Registered: 08/18/12
Posts: 47
well, i'm sorry i haven't mastered technology guys:) i guess i could've done this in one post, but i'm not particularly tech savvy. you know, with all the thank yous and feedback.

i want to convey to each person who has written that they are helping me be a better wife, a better friend, and really, i can't think of a better gift than to help someone else learn to love...which may sound sentimental, but is what's happening for me on this forum.

our situation is that my husband suspects that he might have experienced CSA...but he suspects this mostly because i've put two and two together over the years and so has our marriage counselor...and so did his previous wife...and the other women he'd had long term relationships. he said he's heard it all his life. i'm also a rape survivor. EMDR saved me and an excellent therapist saved me. i began to notice similarities between my husband and i.

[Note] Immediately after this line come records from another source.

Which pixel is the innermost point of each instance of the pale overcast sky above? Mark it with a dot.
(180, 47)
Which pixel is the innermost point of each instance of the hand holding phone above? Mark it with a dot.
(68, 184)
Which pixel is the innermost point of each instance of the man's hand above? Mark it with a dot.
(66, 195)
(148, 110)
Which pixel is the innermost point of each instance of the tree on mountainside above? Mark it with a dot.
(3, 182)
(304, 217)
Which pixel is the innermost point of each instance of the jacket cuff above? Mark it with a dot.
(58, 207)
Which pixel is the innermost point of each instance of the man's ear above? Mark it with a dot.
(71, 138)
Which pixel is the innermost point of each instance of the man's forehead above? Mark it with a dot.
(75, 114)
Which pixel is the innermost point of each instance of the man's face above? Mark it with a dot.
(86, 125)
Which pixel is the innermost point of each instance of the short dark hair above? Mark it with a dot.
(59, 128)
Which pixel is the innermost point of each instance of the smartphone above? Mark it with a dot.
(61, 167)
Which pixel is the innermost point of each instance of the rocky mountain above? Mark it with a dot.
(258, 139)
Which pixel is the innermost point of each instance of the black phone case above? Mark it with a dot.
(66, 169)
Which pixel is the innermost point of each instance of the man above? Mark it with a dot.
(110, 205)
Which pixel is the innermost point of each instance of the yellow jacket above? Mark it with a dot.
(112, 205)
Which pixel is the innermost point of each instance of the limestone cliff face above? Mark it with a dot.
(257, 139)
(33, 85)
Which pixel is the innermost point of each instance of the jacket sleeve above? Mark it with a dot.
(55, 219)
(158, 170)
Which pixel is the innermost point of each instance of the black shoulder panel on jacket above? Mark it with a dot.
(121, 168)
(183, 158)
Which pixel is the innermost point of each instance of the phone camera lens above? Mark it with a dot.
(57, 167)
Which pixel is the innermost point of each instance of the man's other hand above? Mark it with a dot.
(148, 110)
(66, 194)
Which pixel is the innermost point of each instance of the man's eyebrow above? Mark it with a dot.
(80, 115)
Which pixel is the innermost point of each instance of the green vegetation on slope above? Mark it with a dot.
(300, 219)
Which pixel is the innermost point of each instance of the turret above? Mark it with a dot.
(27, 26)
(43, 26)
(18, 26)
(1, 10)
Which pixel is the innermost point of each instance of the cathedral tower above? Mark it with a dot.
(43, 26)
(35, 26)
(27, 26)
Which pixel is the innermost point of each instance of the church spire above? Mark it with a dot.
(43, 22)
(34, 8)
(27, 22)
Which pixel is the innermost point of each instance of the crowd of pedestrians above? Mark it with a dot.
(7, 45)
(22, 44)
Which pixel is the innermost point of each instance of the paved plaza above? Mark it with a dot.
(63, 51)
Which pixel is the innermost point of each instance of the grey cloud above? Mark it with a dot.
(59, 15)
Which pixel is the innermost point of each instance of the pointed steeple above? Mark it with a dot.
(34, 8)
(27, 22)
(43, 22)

he just started EMDR, but is in a place where all at once he thinks:
i want to do this to improve my relationship with my family
i may not find any trauma
i might just be eccentric
nothing i experienced was worse than anything anyone else in my neighborhood experienced
i've gone this long, why do it now?
i'm broken and i don't think i can be fixed
even if there is something there, it's not that bad
other people had it worse

and these thoughts become sentences which i hear whenever we talk about therapy or intimacy. as odd as it is, i'm grateful that there are so just one might seem more logical...that there is "scramble" to keep that band aid on (to use scottyg's analogy)...that at times he can see how many words he throws up...and ultimately, how it hasn't changed our relationships or the compassion of the marriage counselor.

unfortunately, there are no CSA specific counselors in our town...small what can you do? just hope.

but thank you for the insight on duty. i needed to hear that. your definition and context put a whole new spin on it, one that i think probably fits him. and which makes me both feel like an asshole for not figuring out sooner:) and makes me glow because he is wholeheartedly devoted to this concept of duty to me and our kids.

thank you again

#408837 - 09/04/12 02:47 AM Re: Duty vs. Honor: What Holds Your Partner Together? [Re: CdnDW]
aksnowyowl Offline

Registered: 08/18/12
Posts: 47
it does help...a good reminder...i've adapted to a lot of his routine and he's adjusted it for me. i think i forget that he has these sensitivities as reactions and not just as eccentricities. i get used to them and i begin to think that he's doing it on purpose, since our relationship has created a lot of stability for both of us and we've been able to become healthier people.

i forget that there is a reason for them and that a stable relationship isn't enough security to give them up...all at once or even with time.

it's good to be reminded that they are reasonable to him. thanks for adjusting my perspective.